Tiefe Betroffenheit drücken die Gesichter der Menschen aus, die am Freitagmorgen schweigend durch die Reihen der alten Grabsteine gehen. Gertrud Wagner, Vorsitzende der Gesellschaft für christlich-jüdische Zusammenarbeit in Lippe, und Vorstandsmitglied Monika Rey, die auch Mitglied der jüdischen Kultusgemeinde Herford-Detmold ist, haben die traurige Aufgabe übernommen, eine Bestandsaufnahme des Schadens anzufertigen. 45 Grabsteine, so hieß es ursprünglich im Polizeibericht, seien beschädigt worden - die Mitglieder der Gesellschaft für christlich-jüdische Zusammenarbeit kommen auf 56.
"Ewige Ruhe gestört"
Darunter neue Gräber, die erst vor einem Jahr hier angelegt wurden. Aber auch historische Steine aus dem 19. Jahrhundert: Der jüdische Friedhof aus dem Jahr 1883 dokumentiert die lange Tradition jüdischen Lebens in Detmold. Auch drei Steine des früheren Friedhofs - auf der Ecke Siegfriedstraße/Richthofenstraße angesiedelt, ein Grundstück, das heute als Parkplatz genutzt wird - liegen umgestürzt im Gras.

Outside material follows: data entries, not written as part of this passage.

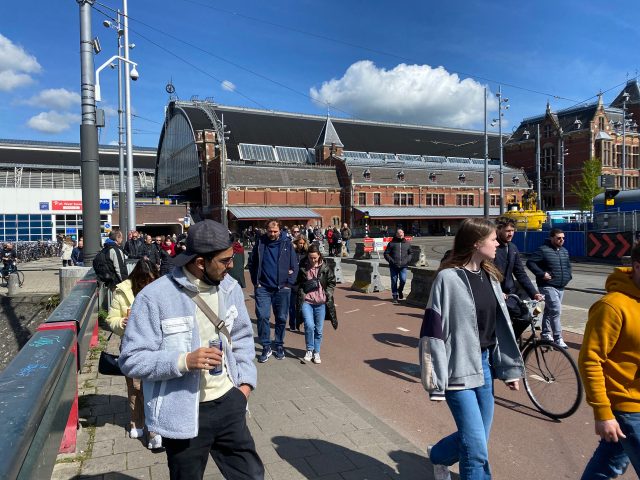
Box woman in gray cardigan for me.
[420,219,524,480]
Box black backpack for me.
[93,245,127,288]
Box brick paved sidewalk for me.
[52,332,431,480]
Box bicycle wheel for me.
[522,340,582,419]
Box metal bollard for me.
[7,273,20,297]
[325,257,344,283]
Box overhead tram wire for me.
[94,1,355,118]
[91,2,269,110]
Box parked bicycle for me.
[0,264,24,287]
[508,295,583,419]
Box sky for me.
[0,0,640,147]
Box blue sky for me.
[0,0,640,146]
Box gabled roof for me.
[610,78,640,108]
[169,101,508,160]
[315,117,344,147]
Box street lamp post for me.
[491,85,509,215]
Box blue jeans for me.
[255,287,291,348]
[289,288,298,330]
[389,264,407,298]
[431,350,494,480]
[302,302,327,353]
[582,411,640,480]
[540,287,564,339]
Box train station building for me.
[156,100,529,235]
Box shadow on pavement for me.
[373,333,418,348]
[365,358,420,383]
[494,396,560,423]
[272,436,433,480]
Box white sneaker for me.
[427,445,451,480]
[147,433,162,450]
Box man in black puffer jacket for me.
[527,228,571,348]
[384,228,411,305]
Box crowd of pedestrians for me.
[82,217,640,480]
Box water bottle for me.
[209,339,224,375]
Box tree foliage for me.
[571,158,604,212]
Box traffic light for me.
[604,189,620,207]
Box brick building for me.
[156,101,527,234]
[504,80,640,210]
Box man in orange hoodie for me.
[578,243,640,480]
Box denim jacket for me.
[119,268,257,439]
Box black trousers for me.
[162,388,264,480]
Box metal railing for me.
[0,271,98,479]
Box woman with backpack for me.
[107,259,162,450]
[296,245,338,364]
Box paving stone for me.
[82,453,127,475]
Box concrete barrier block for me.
[351,260,385,293]
[60,267,91,301]
[406,267,437,308]
[325,257,344,283]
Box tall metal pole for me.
[77,0,100,265]
[536,124,542,210]
[484,87,491,220]
[116,10,129,238]
[497,85,504,215]
[620,92,629,190]
[122,0,136,230]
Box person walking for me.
[419,219,524,480]
[60,237,73,267]
[527,228,572,349]
[107,259,162,450]
[384,228,411,305]
[249,220,298,363]
[340,223,351,257]
[289,235,309,332]
[578,244,640,480]
[119,220,264,480]
[494,217,544,301]
[296,245,338,364]
[71,237,84,267]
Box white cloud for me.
[310,60,497,128]
[0,34,42,92]
[27,111,80,133]
[24,88,80,110]
[220,80,236,92]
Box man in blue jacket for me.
[527,228,572,349]
[119,220,264,480]
[249,220,298,363]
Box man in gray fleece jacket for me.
[120,220,264,480]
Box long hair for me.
[129,258,159,297]
[439,218,502,282]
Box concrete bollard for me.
[7,273,20,297]
[351,260,384,293]
[60,267,91,301]
[407,267,436,308]
[325,257,344,283]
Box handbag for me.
[98,332,124,376]
[302,277,320,293]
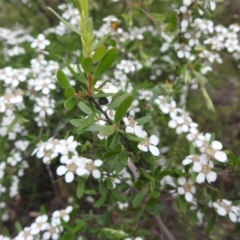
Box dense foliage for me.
[0,0,240,240]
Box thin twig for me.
[89,97,113,125]
[128,160,176,240]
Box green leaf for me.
[114,95,133,123]
[78,101,92,115]
[15,221,22,232]
[73,219,85,232]
[93,192,108,208]
[209,133,215,144]
[115,161,126,174]
[99,125,115,137]
[124,133,144,142]
[155,170,172,179]
[133,190,146,208]
[57,70,71,88]
[76,0,88,18]
[178,196,187,214]
[63,59,87,86]
[84,123,102,132]
[120,151,128,166]
[206,214,216,233]
[47,7,81,35]
[108,93,132,109]
[93,48,118,82]
[109,134,122,152]
[77,178,85,198]
[135,116,152,125]
[91,31,111,51]
[111,190,126,203]
[60,218,72,231]
[78,111,96,130]
[211,189,219,202]
[92,45,107,61]
[189,143,195,155]
[64,87,75,98]
[92,93,115,98]
[102,150,119,160]
[70,119,83,127]
[64,97,78,110]
[82,57,92,74]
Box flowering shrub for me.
[0,0,240,240]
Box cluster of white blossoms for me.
[209,199,240,223]
[94,15,158,43]
[32,136,103,183]
[123,117,160,156]
[12,206,73,240]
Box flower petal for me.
[178,177,187,185]
[149,145,160,156]
[206,172,217,183]
[57,165,67,176]
[65,172,74,183]
[211,141,222,150]
[92,169,101,179]
[93,159,103,167]
[214,151,227,162]
[149,135,159,145]
[138,143,148,152]
[185,192,193,202]
[196,172,205,183]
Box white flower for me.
[138,131,160,156]
[76,158,103,179]
[123,117,142,136]
[7,152,22,166]
[102,171,121,189]
[14,227,34,240]
[35,78,56,95]
[31,33,50,50]
[56,136,80,155]
[33,97,55,117]
[178,177,196,202]
[212,199,239,222]
[52,206,73,224]
[182,154,200,165]
[117,202,128,210]
[42,220,63,240]
[192,154,217,183]
[57,156,85,183]
[30,215,49,235]
[62,5,80,25]
[174,43,191,59]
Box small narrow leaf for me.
[133,190,146,208]
[57,70,71,88]
[63,59,87,84]
[92,45,107,61]
[91,31,111,51]
[64,97,78,110]
[47,7,81,35]
[77,178,85,198]
[93,192,108,208]
[108,93,131,109]
[64,87,75,98]
[82,57,92,74]
[136,116,152,125]
[99,125,114,137]
[114,95,133,123]
[78,111,96,130]
[70,119,83,127]
[93,48,118,83]
[78,101,92,115]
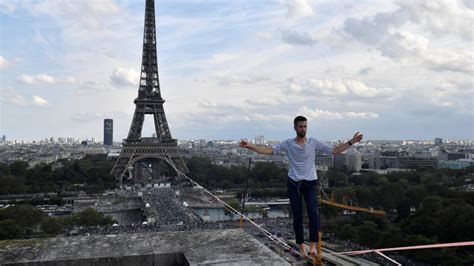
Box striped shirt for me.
[273,138,333,182]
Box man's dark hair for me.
[293,115,308,127]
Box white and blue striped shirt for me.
[273,138,333,182]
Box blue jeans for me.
[286,177,319,244]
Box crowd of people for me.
[143,188,202,226]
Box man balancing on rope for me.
[239,116,362,256]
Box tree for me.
[356,221,381,247]
[0,204,44,228]
[0,219,24,239]
[41,217,64,235]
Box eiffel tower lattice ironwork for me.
[112,0,188,186]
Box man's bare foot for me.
[310,242,318,257]
[300,243,308,259]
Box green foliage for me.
[187,157,287,191]
[0,155,117,195]
[41,217,64,235]
[0,204,44,228]
[0,219,24,240]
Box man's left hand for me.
[351,132,363,144]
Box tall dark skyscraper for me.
[104,119,114,145]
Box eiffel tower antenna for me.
[112,0,188,187]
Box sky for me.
[0,0,474,141]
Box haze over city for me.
[0,0,474,141]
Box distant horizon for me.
[0,0,474,140]
[0,135,474,143]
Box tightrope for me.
[164,156,474,265]
[165,157,314,261]
[328,241,474,256]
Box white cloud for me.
[281,30,317,46]
[0,89,29,106]
[425,50,474,73]
[252,113,293,122]
[211,53,238,64]
[0,55,8,69]
[32,95,49,106]
[71,112,104,122]
[110,67,140,87]
[286,78,396,98]
[31,0,120,30]
[287,0,313,18]
[0,89,50,107]
[299,106,378,120]
[17,74,57,85]
[212,73,270,85]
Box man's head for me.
[293,115,308,138]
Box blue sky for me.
[0,0,474,141]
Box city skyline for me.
[0,0,474,141]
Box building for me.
[104,119,114,146]
[255,135,265,145]
[316,154,333,168]
[398,156,438,169]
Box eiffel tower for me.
[112,0,188,187]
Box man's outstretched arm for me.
[332,132,363,155]
[239,140,273,155]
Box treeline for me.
[188,157,474,265]
[0,155,117,195]
[0,204,115,240]
[186,157,287,190]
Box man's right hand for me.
[239,140,250,149]
[239,140,273,155]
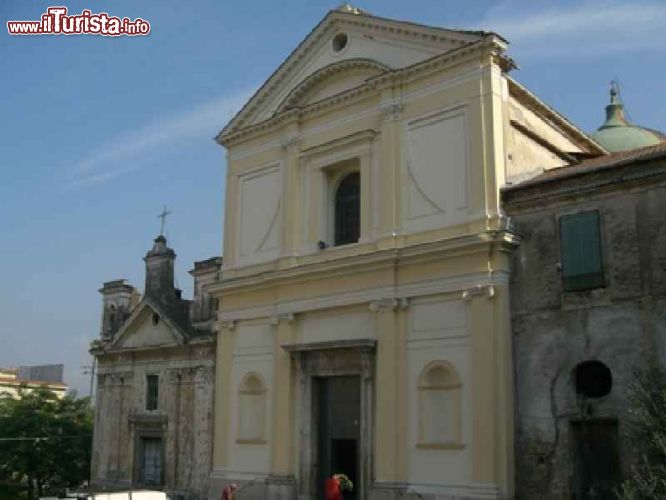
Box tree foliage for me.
[0,389,93,499]
[619,364,666,500]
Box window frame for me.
[331,168,362,247]
[146,373,160,411]
[557,208,607,292]
[236,371,268,444]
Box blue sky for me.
[0,0,666,394]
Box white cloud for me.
[482,0,666,58]
[66,91,252,188]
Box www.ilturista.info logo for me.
[7,7,150,36]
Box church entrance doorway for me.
[314,376,361,499]
[140,437,162,486]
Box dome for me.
[590,86,666,153]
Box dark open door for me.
[572,420,622,500]
[315,376,361,499]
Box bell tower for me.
[143,234,178,304]
[99,279,140,340]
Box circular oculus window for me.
[331,33,349,54]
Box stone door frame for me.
[282,339,377,499]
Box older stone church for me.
[93,5,664,500]
[208,6,604,499]
[91,235,222,499]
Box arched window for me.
[237,372,266,443]
[335,172,361,246]
[418,361,462,448]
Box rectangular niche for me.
[238,164,282,264]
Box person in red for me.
[324,476,342,500]
[220,483,238,500]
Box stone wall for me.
[505,165,666,499]
[92,341,215,499]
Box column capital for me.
[462,285,497,302]
[368,297,409,312]
[270,313,295,326]
[280,135,301,153]
[379,101,404,122]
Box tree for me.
[0,388,93,500]
[619,363,666,500]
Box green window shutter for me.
[560,211,604,291]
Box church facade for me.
[91,5,666,500]
[207,6,604,499]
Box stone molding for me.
[215,271,509,322]
[270,313,295,326]
[379,102,405,122]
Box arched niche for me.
[417,361,462,449]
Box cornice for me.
[502,164,666,211]
[219,271,509,327]
[217,10,488,144]
[276,58,391,114]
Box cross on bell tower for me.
[157,205,171,236]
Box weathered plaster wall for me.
[92,343,215,499]
[507,178,666,499]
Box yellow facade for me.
[0,368,67,398]
[210,7,598,498]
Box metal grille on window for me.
[335,172,361,246]
[146,375,159,410]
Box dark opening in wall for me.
[574,360,613,398]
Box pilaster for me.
[370,299,407,482]
[462,285,514,498]
[213,321,236,468]
[271,314,296,477]
[281,128,301,255]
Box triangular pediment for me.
[277,59,390,113]
[219,9,485,138]
[107,298,186,350]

"Der Gedanke der ewigen Ruhe wurde durch die Verlegung der Gräber schon einmal gestört. Und nun auch das noch", ist Monika Rey fassungslos - nicht zuletzt in Anbetracht der Tatsache, dass auch das Grab ihres Großvaters betroffen ist. Zu fast jeder Gedenkstätte wissen die Vorstandsmitglieder der christlich-jüdischen Gesellschaft eine Geschichte zu erzählen. Jedes Grab repräsentiert eine Familie, Persönlichkeiten, Schicksale.
Wenig Fakten
Was ist auf dem Friedhof geschehen? "Wir wissen es noch nicht genau", so die Antwort der Polizei, deren Ermittlungen andauern. Wenige Fakten konnten bisher zusammengetragen werden: Am Montag besucht eine Angehörige eines der jüngeren Gräber auf dem von einer hohen Hecke umschlossenen Gelände an der Spitzenkamptwete. Den Schlüssel für die hohe Pforte bekommt sie bei Monika Rey. Schon längst nicht mehr hänge er wie früher einfach am Nachbarhaus, erklärt die Detmolderin.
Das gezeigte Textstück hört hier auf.